In the present study, we utilized a community sample of approximately 1200 twin pairs to examine the etiological nature of comorbid alcohol, tobacco, and cannabis dependence symptoms in late adolescent and young adult males and females; however, unlike its predecessors this study compares two multivariate genetic models that make different assumptions regarding how the risks for these different substances are related.

2. METHODS

2.1 Sample Description

Participants were drawn from a large sample of 2484 (1148 males, 1336 females) respondents between the ages of 17 and 29 who participated in the second wave of a longitudinal study at the NIDA funded Center on Antisocial Drug Dependence at the University of Colorado. Twins were drawn from the Colorado Community Twin Study and Longitudinal Twin Study at the University of Colorado; Rhea and colleagues (2006) provide details regarding the recruitment of each sample. The sample was predominantly Caucasian (87%) and had an equivalent number of male and female participants at each age. The average age of participants in the study was 20 years (standard deviation (SD) = 2.59). There were a total of 681 monozygotic (MZ) female twins (which included 23 incomplete pairs), 415 dizygotic (DZ) females (which included 21 incomplete pairs), 542 MZ males (which included 16 incomplete pairs), 375 DZ males (which included 27 incomplete pairs) and 471 twins from opposite sex (OS) pairs (which included 33 incomplete pairs). Zygosity was determined using a nine-item questionnaire and 11 highly informative DNA markers. Twin number was randomly assigned to each individual within a family unit.

2.2 Assessments

Data on lifetime DSM-IV (American Psychiatric Association, 1994) dependence symptoms were collected using a computerized version of the Composite International Diagnostic Interview – Substance Abuse Module (CIDI-SAM). The CIDI-SAM is regarded as both a reliable and useful diagnostic tool in adolescent and adult samples (Cottler et al., 1989; Crowley et al., 2001; Ustun et al., 1997). Respondents were asked to report whether they experienced one of the following seven DSM-IV dependence symptoms in their lifetime: ‘tolerance’, ‘withdrawal’, ‘substance taken in larger amount and for longer period than intended’, ‘persistent desire or repeated unsuccessful attempt to quit’, ‘much time/activity to obtain, use, recover’, ‘important social, occupational, or recreational activities given up or reduced’, and ‘continued use despite knowledge of adverse consequences’. Participants were assessed for symptoms of alcohol dependence if they reported having consumed alcohol one or more times in their lifetime. Tobacco dependence criteria were assessed in cases where a respondent reported having smoked 20 cigarettes, having smoked a cigar or pipe more than five times, or having used snuff or chewing tobacco more than five times in their lifetime. Cannabis dependence symptoms were assessed if participants reported using marijuana, grass, pot, or hashish six or more times in their lifetime. The dependent variable of interest for this study was the total number of DSM-IV dependence symptoms endorsed by each respondent who reported that they had used alcohol, tobacco, or cannabis in their lifetime. Abstainers were included in the analyses as having missing values. An earlier report using the CIDI-SAM in the CADD has shown that is reasonably reliable (Young et al., 2002).

2.3 Statistical Analyses

Descriptive statistics were obtained using SAS® (2002) and R© (2009). Differences in mean symptom levels between males and females were determined using weighted t-tests and Chi-square test in which the weights were based on the size of the family such that families with a set of twins was weighted 0.5 and families with an incomplete pair of twins was weighted as 1.0. Prior to biometrical modeling, symptom counts were regressed on age, age-squared, and age-cubed within each gender and the residuals scores were standardized within each gender. The logarithm of the scores (log(x+2)) was taken to better approximate a normal distribution. The newly created log-transformed age-adjusted scores were highly correlated (at least 0.97) with the standardized age corrected scores.

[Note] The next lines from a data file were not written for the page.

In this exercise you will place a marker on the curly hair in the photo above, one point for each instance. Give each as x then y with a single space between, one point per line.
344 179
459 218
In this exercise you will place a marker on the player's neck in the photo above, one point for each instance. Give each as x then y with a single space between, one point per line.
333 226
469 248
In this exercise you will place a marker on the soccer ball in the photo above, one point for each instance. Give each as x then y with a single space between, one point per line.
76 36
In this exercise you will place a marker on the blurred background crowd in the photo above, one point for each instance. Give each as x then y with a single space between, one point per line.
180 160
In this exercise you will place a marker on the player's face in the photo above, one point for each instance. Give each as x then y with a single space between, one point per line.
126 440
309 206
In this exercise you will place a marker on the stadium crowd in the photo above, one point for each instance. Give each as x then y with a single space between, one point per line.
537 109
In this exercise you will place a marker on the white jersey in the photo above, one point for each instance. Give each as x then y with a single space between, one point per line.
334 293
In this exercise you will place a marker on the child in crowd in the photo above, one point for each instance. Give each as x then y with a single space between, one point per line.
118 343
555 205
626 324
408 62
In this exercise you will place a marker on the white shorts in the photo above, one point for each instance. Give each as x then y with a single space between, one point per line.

Twin studies examine the etiology of a trait by comparing MZ twins who share 100% of their alleles identical by descent and DZ twins who share, on average, 50% of their alleles identical by descent. Using this information, correlations between MZ and DZ twins on a measured trait are compared to estimate (1) heritability/genetic influences on the trait (a2 or A), i.e., effects due to cumulative effects of genetic variants that are shared by family members to differing extents, (2) shared environmental influences (c2 or C), i.e., effects due to environments that family members share in common, and (3) non-shared environmental/residual error influences (e2 or E), i.e., effects due to environments uniquely experienced by family members. The classical twin study is limited in its ability to estimate non-additive genetic (d2 or D) and shared environmental effects simultaneously because both parameters rely on the difference between MZ and DZ twin correlations, making the model unidentified. Given the absence of sibling or adoption data, separate models including shared environmental and non-additive effects were compared using the Akaike Information Criterion (AIC); however, given the lack of evidence for non-additive genetic effects in the literature (Agrawal and Lynskey, 2008) and in our model comparisons, we only report on the results from our ACE models. Further information regarding ADE models are available upon request from the corresponding author.

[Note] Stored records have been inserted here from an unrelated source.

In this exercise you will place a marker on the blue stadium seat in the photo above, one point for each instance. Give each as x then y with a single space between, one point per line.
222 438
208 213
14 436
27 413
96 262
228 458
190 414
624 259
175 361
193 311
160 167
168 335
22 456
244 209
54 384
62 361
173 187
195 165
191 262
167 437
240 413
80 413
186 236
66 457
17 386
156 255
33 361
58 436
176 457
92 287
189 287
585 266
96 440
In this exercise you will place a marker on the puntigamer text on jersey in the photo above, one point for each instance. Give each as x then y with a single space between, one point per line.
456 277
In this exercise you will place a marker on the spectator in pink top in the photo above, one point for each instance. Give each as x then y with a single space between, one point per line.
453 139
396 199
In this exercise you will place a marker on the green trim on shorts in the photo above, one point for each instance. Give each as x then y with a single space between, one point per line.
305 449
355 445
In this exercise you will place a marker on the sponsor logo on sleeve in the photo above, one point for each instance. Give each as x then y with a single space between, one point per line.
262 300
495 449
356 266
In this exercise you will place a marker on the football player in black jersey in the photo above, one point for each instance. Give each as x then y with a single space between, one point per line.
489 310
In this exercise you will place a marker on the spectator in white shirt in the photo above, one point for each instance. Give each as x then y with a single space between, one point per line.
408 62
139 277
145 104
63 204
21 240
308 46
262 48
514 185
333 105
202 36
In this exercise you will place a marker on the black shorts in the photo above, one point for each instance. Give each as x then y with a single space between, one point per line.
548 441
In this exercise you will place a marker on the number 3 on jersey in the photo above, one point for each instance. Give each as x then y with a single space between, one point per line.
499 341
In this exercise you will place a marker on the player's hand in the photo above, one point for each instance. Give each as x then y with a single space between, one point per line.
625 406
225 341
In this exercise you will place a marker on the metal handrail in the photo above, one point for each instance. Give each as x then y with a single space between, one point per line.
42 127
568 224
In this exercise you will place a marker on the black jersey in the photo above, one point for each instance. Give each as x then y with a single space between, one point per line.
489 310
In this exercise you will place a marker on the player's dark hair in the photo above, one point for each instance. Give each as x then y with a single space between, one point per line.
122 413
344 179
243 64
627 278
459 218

Extensions of the classical twin model are useful for decomposing the variance and covariance between observed traits into their genetic and environmental components. Typical models used to resolve the covariance of multiple phenotypes are the Independent Pathway model and the Common Pathway model (Neale and Cardon, 1992).

Independent Pathway model

The independent pathway model shown in Figure 1a assumes that single genetic, shared environment, and non-shared environment factors explain the comorbidity among dependence on the three substances. Additionally, the model decomposes the specific variance of each substance into its genetic and environmental sources.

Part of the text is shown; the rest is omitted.